Иезуит оборвал свои мысли и несколько времени смотрел в окно. Однако прелесть и тишина дивной ночи, казалось, вовсе не действовали на этого человека: его душа ярилась, мозг по-прежнему был погружен в бездны всевозможных хитросплетений.

"Что же я должен делать там, на Москве? – задумался он. – Прежде всего я, конечно, должен пробраться в покои московского царя. Он умирает, это мне известно доподлинно, однако смерть можно приблизить или отдалить, и я посмотрю что будет выгоднее. Но старый царь Москвы ни на что не нужен мне, мои ходы должны быть направлены на его сына-наследника. Я знаю, что этот юноша – воск мягкий, и из него можно делать все что угодно. Его можно направлять в любую сторону, и он должен послушно идти туда, куда я пошлю его. Вот для того-то, чтобы управлять им, как мне нужно, я и приобретаю средство. Оно уже в моих руках, и в них же скоро будет и наследник московского царства. Но что там? Кто там?" – вдруг оборвал себя он.

Не сужден был отцу Кунцевичу желанный отдых.

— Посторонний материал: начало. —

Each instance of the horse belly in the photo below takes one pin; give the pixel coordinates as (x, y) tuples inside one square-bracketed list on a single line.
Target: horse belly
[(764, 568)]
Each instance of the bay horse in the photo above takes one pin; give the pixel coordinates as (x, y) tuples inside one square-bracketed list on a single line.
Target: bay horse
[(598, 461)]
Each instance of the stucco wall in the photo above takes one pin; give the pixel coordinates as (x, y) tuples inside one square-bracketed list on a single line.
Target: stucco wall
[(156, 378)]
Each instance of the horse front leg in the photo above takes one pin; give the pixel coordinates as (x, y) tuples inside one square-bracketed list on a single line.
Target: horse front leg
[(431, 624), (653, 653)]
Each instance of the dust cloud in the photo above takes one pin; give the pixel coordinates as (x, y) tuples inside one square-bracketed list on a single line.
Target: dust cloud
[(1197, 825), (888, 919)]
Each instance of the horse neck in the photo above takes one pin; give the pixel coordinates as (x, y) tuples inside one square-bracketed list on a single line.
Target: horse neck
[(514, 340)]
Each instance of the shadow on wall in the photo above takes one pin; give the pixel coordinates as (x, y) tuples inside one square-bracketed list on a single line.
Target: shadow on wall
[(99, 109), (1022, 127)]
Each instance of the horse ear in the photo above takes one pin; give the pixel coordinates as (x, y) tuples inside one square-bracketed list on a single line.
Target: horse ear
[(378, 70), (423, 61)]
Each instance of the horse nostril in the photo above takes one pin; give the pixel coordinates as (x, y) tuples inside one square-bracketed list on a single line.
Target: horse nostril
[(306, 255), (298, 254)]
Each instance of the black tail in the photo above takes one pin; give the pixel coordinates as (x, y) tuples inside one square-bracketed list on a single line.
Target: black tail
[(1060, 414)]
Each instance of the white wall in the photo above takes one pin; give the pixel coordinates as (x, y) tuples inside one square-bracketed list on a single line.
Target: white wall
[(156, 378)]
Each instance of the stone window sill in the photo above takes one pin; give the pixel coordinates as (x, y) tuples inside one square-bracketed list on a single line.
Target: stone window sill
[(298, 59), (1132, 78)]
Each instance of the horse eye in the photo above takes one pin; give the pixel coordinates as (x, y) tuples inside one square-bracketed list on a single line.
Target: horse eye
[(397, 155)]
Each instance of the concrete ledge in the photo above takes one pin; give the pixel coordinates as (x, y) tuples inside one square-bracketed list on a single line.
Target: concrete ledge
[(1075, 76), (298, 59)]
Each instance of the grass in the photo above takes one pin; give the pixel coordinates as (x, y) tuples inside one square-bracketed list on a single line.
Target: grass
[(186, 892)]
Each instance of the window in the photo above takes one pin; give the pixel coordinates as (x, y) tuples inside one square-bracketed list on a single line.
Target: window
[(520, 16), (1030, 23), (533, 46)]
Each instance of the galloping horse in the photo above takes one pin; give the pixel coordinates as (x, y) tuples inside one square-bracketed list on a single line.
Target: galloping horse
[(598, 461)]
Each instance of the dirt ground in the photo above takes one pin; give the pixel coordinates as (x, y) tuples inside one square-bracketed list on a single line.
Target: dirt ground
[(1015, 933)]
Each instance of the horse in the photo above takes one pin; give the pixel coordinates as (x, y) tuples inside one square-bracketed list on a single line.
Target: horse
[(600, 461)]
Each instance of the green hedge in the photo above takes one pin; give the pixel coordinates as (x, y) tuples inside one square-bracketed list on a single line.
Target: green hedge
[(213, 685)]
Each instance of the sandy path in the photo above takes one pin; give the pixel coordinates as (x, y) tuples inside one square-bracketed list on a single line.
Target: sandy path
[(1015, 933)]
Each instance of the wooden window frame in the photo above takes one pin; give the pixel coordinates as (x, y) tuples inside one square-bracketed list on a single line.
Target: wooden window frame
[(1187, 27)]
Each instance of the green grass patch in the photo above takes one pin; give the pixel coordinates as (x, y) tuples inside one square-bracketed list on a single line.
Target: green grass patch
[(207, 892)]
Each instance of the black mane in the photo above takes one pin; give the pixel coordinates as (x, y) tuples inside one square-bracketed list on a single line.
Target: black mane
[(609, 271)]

До его слуха ясно доносились стук копыт и фырканье лошадей. Скоро на поле замелькали фигуры всадников. Иезуит понял, что это спешил к нему возвращавшийся из Чернавска после своей неудачи князь Василий.

Да, он не ошибался. Агадар-Ковранский с малыми передышками промчался весь немалый путь. Усталость хотя несколько умерила его гнев, но зато еще сильнее чувствовалась обида. Он спешил к человеку, которому одному на всем свете верил, от которого одного ждал совета, способного успокоить его. Личина уже снова была на отце Кунцевиче, так как этот фанатик идеи никогда не давал себя застать врасплох и не терялся даже тогда, когда ему приходилось действовать экспромтом. Князь Василий еще не успел подскакать к избе, как отец Кунцевич уже очутился на ее крылечке и приветливо замахал рукой навстречу ему.

– Что случилось? – торопливо спросил иезуит, когда князь соскочил с коня. – Или неудача, или ты, милый сын, не застал в Чернавске воеводы?

– О-о-о!.. – почти застонал князь. – Будь они все прокляты там. Пусть этот негодный старик попадет в ваше католическое пекло, и там его разорвут на клочки ваши дьяволы.

Отец Кунцевич принужденно засмеялся:

– Ого-го, я вижу, что случилось нечто особенное, и теперь жалею, что не поехал с тобою. Но оставим пока это! Иди в мой приют, дорогой князь. На столе осталось кое-что от моей скромной трапезы. Подкрепи сперва свои силы телесные, а потом расскажешь мне все, что так огорчило тебя. Иди же, иди скорей! Видишь, эти простые люди проснулись, разбуженные тобой. Пусть они идут себе с Богом, а ты успокойся.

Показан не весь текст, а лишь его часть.